Julia base has an issue where invalid UTF-8 strings are matched incorrectly, possibly leading to accessing memory out of bounds:

s = "a\xffb"
# Both of these should match but don't
match(r"a.*b", s) # nothing
match(r".*", s) # BoundsError: attempt to access 3-codeunit String at index [8]

The same regexes and input give a good result with Automa, but I wonder if Automa is guaranteed to be safe?

import Automa
import Automa.RegExp: @re_str
const re = Automa.RegExp

r = re"a.*b"
r.actions[:enter] = [:start]
r.actions[:exit] = [:end]

machine = Automa.compile(r)

actions = Dict(:start => :(s = p),
               :end => :(e = p-1))

context = Automa.CodeGenContext()
@eval function f(data::String)
    s = e = 0
    $(Automa.generate_init_code(context, machine))
    p_end = p_eof = lastindex(data)
    $(Automa.generate_exec_code(context, machine, actions))
    return s, e, cs == 0 ? :ok : cs < 0 ? :error : :incomplete
end

f("a\xffb") # 1, 3, :ok
jakobnissen commented 3 years ago

Yes, that is guaranteed. Automa does not operate on String or Chars as such, only on AbstractVector{UInt8} and UInt8. Any non-ASCII characters (including invalid UTF8) are transformed to bytes first, so e.g. "ϵ" corresponds to 0xcf * 0xb5. The drawback is that the machine must advance every byte, not at every character.

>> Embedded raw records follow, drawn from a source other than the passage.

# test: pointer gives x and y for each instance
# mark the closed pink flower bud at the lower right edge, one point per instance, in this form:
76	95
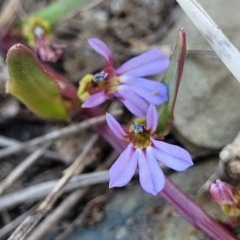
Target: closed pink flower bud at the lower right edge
226	196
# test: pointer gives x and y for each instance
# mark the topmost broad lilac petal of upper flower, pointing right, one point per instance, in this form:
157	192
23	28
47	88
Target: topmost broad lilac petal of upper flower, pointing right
149	63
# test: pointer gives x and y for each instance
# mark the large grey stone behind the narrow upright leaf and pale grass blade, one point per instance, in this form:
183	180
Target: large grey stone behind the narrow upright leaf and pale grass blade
207	112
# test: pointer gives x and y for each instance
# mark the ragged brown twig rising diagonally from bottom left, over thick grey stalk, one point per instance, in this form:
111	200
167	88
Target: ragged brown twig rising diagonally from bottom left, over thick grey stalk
30	222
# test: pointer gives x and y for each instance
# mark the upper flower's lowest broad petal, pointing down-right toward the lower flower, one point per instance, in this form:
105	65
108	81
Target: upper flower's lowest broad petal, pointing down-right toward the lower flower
133	102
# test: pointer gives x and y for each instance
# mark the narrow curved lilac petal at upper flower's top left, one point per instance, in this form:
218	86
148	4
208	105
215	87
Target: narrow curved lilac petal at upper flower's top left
102	49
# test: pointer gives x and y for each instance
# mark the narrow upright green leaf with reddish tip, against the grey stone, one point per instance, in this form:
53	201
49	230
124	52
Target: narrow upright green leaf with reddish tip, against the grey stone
172	79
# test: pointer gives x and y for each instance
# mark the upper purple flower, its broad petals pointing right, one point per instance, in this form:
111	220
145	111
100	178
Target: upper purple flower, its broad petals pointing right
127	82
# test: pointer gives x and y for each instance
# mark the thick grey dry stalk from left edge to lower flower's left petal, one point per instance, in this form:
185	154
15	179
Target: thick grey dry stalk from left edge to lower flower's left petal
41	190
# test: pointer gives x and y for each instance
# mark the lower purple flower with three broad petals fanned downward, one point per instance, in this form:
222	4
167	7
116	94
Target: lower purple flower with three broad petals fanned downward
144	152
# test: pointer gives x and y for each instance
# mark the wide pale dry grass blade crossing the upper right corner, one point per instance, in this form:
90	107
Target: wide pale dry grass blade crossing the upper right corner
226	51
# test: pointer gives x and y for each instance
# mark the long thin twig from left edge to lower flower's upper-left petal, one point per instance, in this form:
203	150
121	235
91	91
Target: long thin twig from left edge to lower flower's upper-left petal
56	134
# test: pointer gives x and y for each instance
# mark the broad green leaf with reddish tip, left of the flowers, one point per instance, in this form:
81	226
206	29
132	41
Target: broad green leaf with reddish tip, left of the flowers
32	85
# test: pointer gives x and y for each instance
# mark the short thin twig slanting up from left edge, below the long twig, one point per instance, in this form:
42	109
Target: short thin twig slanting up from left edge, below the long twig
21	168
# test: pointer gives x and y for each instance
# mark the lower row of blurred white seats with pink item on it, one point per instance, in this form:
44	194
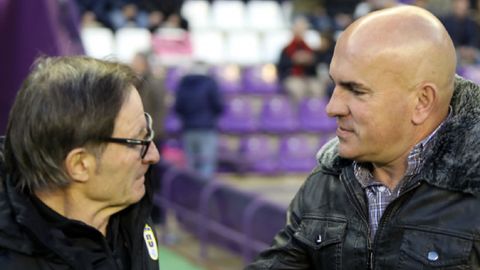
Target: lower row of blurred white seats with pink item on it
173	46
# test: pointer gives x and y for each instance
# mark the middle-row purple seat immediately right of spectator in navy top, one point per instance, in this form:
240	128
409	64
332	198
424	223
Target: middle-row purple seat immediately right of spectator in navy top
240	116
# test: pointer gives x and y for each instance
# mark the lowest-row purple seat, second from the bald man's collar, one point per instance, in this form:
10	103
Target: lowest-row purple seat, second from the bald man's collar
260	152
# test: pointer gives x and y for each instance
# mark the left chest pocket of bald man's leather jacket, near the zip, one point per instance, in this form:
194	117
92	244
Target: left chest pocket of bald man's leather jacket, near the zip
323	237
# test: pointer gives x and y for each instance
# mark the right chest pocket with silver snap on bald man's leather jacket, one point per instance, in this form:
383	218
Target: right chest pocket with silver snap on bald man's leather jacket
434	250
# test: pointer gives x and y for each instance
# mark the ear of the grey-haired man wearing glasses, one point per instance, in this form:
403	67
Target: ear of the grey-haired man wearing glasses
80	164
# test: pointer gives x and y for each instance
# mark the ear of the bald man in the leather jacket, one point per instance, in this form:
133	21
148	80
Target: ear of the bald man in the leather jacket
426	98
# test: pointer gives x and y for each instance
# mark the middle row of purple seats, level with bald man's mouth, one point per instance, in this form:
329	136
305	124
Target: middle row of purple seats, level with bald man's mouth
273	114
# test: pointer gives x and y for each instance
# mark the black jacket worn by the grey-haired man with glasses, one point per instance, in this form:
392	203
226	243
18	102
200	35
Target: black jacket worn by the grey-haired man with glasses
29	241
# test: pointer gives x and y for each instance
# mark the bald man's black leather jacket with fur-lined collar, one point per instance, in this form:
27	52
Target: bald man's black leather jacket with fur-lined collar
433	224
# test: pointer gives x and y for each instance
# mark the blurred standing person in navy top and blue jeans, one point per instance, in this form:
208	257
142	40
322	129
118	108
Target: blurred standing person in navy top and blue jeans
199	104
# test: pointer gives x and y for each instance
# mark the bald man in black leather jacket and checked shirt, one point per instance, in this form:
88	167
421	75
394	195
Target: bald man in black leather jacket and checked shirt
399	186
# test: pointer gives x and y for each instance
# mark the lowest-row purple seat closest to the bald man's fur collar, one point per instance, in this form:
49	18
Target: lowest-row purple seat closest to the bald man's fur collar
297	153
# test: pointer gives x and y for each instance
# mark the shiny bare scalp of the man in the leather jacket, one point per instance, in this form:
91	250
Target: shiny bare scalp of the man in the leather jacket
407	41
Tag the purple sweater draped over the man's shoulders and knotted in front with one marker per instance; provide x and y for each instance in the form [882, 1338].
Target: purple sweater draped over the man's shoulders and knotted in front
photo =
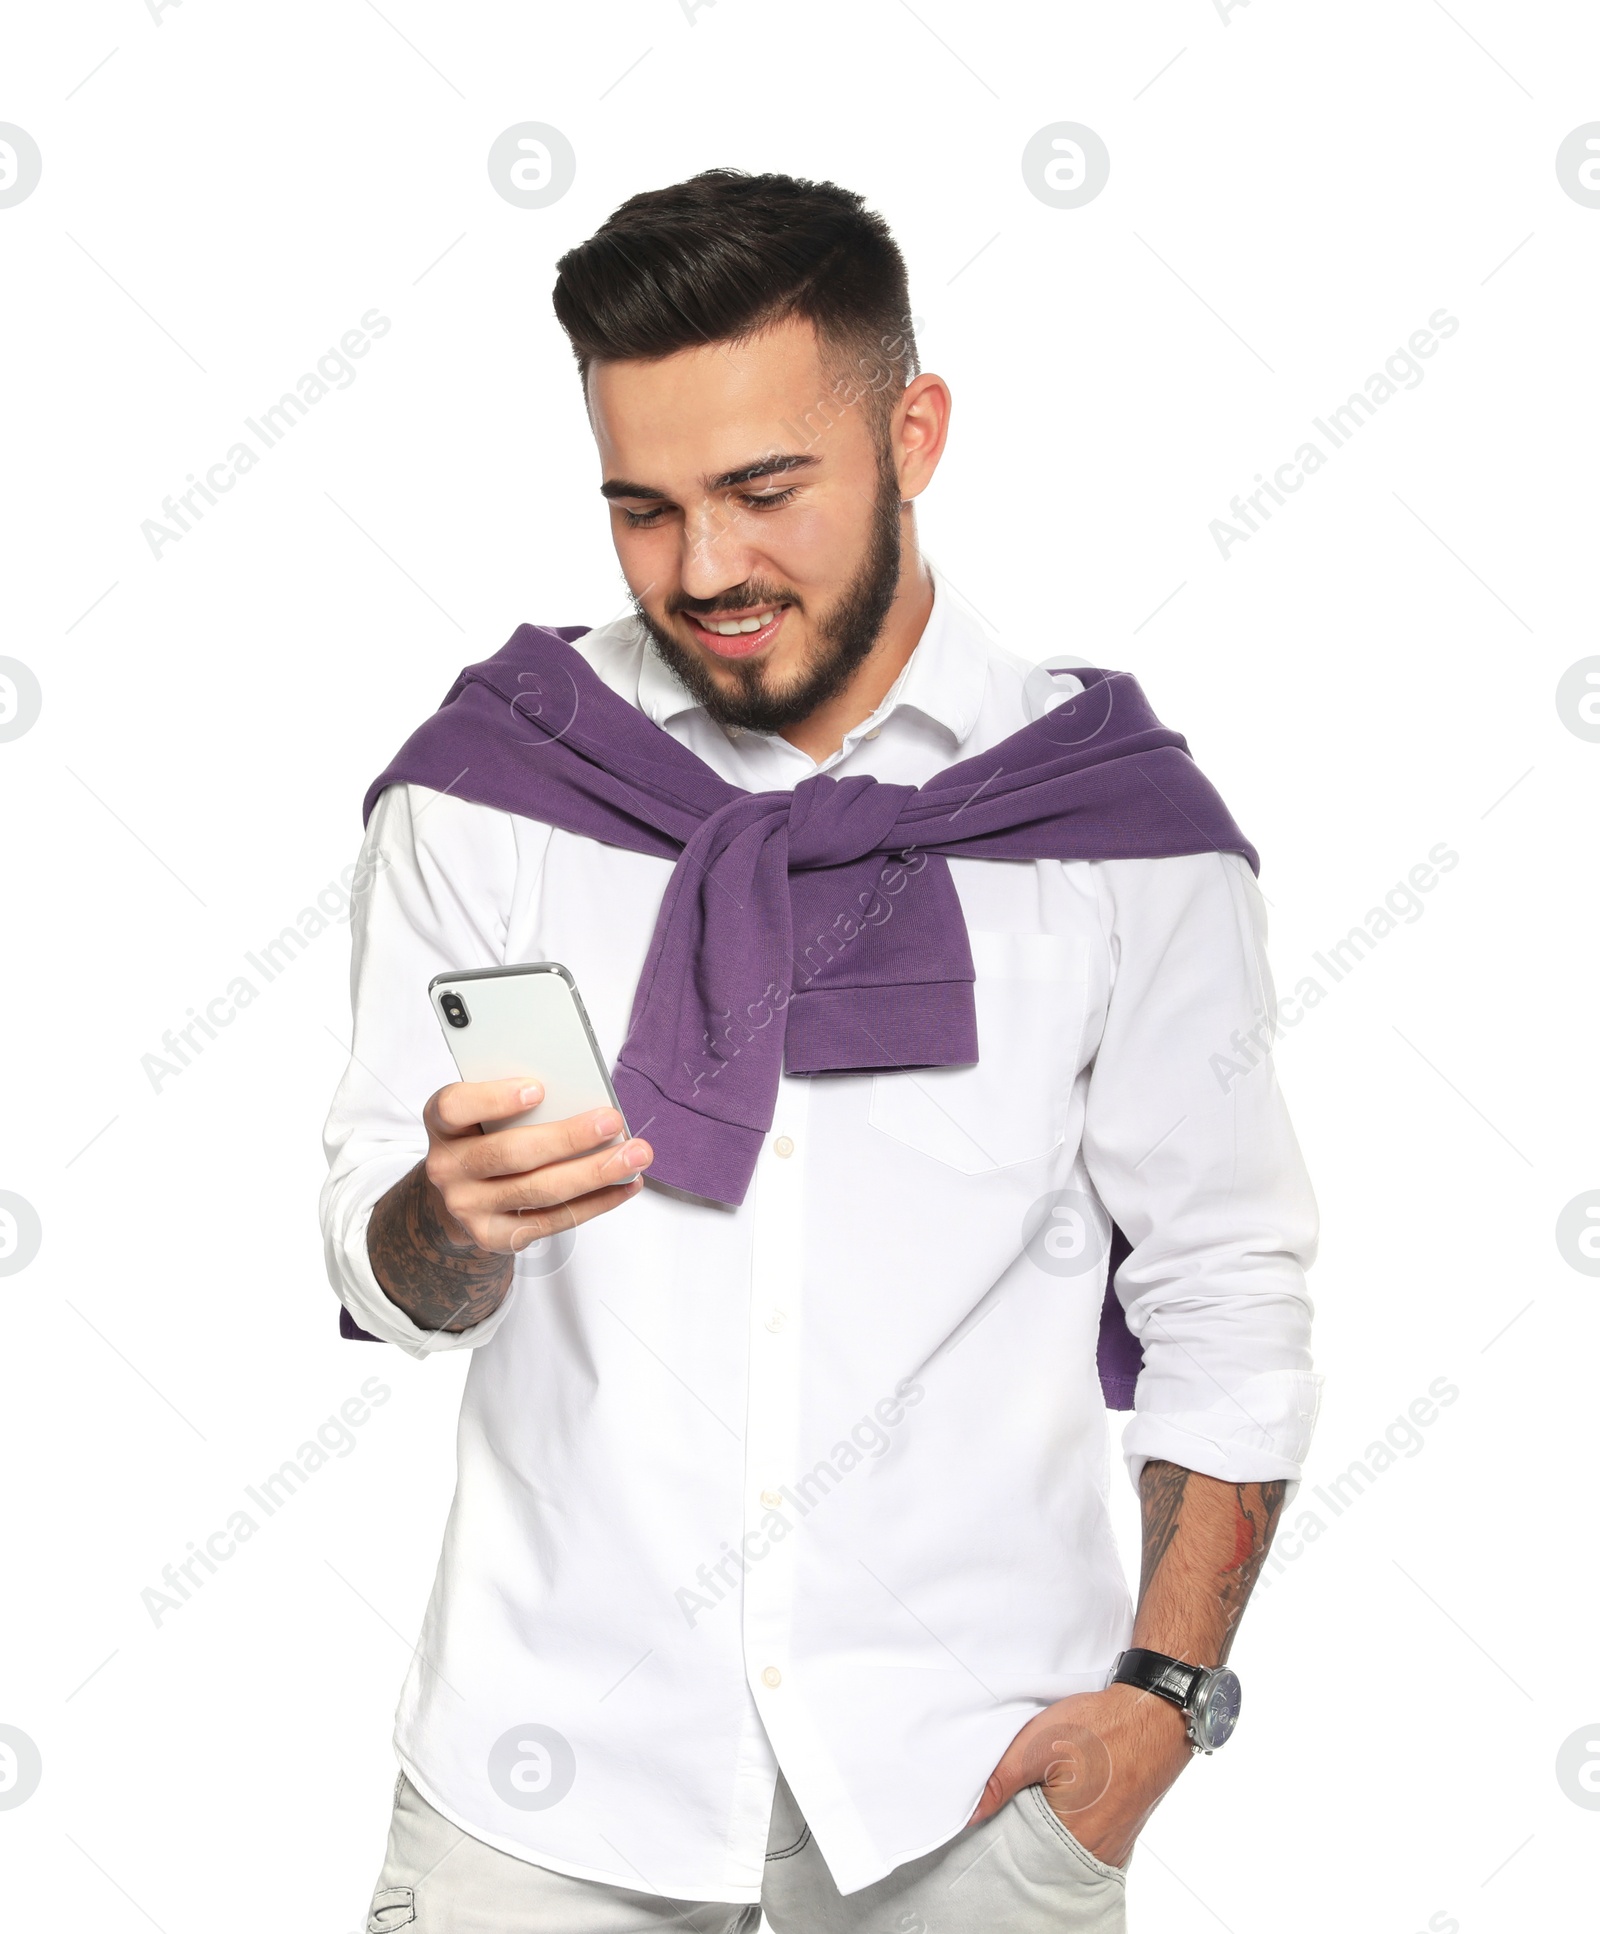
[806, 931]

This can lead to some quite tricky situations, for example https://github.com/BioJulia/FASTX.jl/pull/28, which was caused by the machine advancing state to "finished reading record" after seeing the first byte in a Windows newline \r\n, after which it saw an unexpected \n and crashed.

jakobnissen commented 3 years ago

Also, sorry for not seeing the issue before now. I've begun "watching" this repo now to not miss future issues/bugs.

cmcaine commented 3 years ago

Thank you for your response, and no worries about the delay!

I am asking because I was wondering if it might be better to write some of the regexes in HTTP.jl which encounter untrustworthy bytes as Automa.jl machines.

jakobnissen commented 3 years ago

@cmcaine I'm closing this issue as resolved. You're welcome to open another one or ping me if you disagree.